/* copyright 2009 databaseguy.com; all rights reserved */

Lost in translation: what really happens when you run that query

Translation = database developers and administrators (we'll call them DBDEVs for convenience) <--> application and service developers (APPDEVs)

Best DBDEVs know a little about the life of a APPDEV (give personal examples).
Best APPDEVs need to understand something about the DBDEV world too.

AUDIENCE:
   * APPDEVs who write code that accesses database servers
   * DBDEVs who work with databases that are accessed by apps
   * This audience scope isn't so much *who* I am talking to as *what* I am talking about

What about me (speaker info)

DBDEVs spend their whole day thinking about indexes, access paths, query optimization, set-based logic, cardinality of data, etc.
APPDEVs have a lot to work with besides just the database, so it's tempting to view the database as "just one more service call"

To an extent, that assessment is true!  When a DBDEV is doing their job well, their stuff is ready on time (meaning before the APPDEVs need it) and "it just works."
However, what happens in the database is fundamentally different from, say, what happens in a non-database Web service you call.

For APPDEVs, my goal is that by the end of this presentation, you will understand some of those fundamental differences better than you do now, so that you will be better equipped to either work with the database yourself, or work with your friendly neighborhood DBA / DBDEV.
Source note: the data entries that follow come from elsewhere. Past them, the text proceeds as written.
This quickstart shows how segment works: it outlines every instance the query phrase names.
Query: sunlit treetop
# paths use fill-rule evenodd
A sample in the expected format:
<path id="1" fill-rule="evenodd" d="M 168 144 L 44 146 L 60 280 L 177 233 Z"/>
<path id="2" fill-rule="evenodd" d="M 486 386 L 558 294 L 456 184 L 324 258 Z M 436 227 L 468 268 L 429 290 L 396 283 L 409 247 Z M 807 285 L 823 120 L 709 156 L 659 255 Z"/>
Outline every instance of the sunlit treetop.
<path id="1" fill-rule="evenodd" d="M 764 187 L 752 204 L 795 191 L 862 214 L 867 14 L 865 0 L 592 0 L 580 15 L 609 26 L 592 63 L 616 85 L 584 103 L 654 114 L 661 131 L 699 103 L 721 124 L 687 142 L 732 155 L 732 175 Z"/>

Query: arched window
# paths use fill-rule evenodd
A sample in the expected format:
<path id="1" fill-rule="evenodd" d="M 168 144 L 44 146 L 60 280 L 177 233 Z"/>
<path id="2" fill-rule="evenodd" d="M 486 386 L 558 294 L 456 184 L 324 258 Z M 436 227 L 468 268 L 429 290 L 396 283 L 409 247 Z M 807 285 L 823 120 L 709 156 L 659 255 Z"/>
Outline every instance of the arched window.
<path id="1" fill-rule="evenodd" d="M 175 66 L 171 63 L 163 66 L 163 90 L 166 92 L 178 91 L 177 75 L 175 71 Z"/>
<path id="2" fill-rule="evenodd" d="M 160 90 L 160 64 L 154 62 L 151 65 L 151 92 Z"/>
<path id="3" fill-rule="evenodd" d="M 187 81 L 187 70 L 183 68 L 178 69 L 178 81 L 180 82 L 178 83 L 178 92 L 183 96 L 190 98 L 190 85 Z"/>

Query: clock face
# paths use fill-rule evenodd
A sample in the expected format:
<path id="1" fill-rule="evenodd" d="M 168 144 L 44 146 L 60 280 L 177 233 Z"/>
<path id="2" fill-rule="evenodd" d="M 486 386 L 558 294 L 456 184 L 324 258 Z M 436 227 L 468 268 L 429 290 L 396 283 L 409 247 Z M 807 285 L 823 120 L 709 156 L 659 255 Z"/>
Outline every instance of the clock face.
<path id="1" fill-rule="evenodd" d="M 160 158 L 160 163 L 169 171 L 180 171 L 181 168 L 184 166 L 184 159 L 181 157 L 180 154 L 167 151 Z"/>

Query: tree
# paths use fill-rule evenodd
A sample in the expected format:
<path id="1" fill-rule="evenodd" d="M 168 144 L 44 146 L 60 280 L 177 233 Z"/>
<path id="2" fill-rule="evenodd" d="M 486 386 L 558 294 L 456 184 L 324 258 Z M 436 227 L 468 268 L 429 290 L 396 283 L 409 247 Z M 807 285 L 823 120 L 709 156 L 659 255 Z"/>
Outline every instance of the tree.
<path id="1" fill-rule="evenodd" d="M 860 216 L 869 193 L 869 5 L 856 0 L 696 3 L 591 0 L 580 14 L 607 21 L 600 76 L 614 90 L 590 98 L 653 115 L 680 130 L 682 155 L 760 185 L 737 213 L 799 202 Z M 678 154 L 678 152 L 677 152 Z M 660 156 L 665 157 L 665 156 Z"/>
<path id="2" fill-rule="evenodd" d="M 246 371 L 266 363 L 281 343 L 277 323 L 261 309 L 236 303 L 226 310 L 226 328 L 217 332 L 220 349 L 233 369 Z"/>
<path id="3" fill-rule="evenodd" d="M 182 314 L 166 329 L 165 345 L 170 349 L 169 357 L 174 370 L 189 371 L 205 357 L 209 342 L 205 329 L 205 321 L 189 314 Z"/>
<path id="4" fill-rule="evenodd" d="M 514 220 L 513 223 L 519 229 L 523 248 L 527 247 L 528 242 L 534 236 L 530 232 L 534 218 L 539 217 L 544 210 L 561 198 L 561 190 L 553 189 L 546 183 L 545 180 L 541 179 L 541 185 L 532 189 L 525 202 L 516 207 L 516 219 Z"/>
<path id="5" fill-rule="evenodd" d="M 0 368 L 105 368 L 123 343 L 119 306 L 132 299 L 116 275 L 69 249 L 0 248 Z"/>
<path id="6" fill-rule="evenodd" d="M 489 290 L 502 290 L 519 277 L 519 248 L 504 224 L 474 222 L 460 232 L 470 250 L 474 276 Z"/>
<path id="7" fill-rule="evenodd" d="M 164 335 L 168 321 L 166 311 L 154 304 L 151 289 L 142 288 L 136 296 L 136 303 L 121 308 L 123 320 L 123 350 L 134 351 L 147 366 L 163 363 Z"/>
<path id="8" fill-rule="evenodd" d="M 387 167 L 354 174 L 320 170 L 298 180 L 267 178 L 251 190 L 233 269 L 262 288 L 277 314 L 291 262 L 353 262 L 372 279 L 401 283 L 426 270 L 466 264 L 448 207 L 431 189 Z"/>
For DBDEVs, my goal is that during this presentation, I will either re-affirm what you already know in a fresh way, or maybe even show you a new thing or two.  Also, if I do my job well, you may understand that the APPDEV world a little better, so that maybe you will be better equipped to write client code yourself, or work with your friendly neighborhood APPDEV.

What this talk is NOT:
This is not a presentation on how to tune individual database queries.
However, I will be giving you a framework for thinking about database queries that will allow you to more intelligently apply what you do know.
I will also show you tools that help you measure some of the things we will be talking about.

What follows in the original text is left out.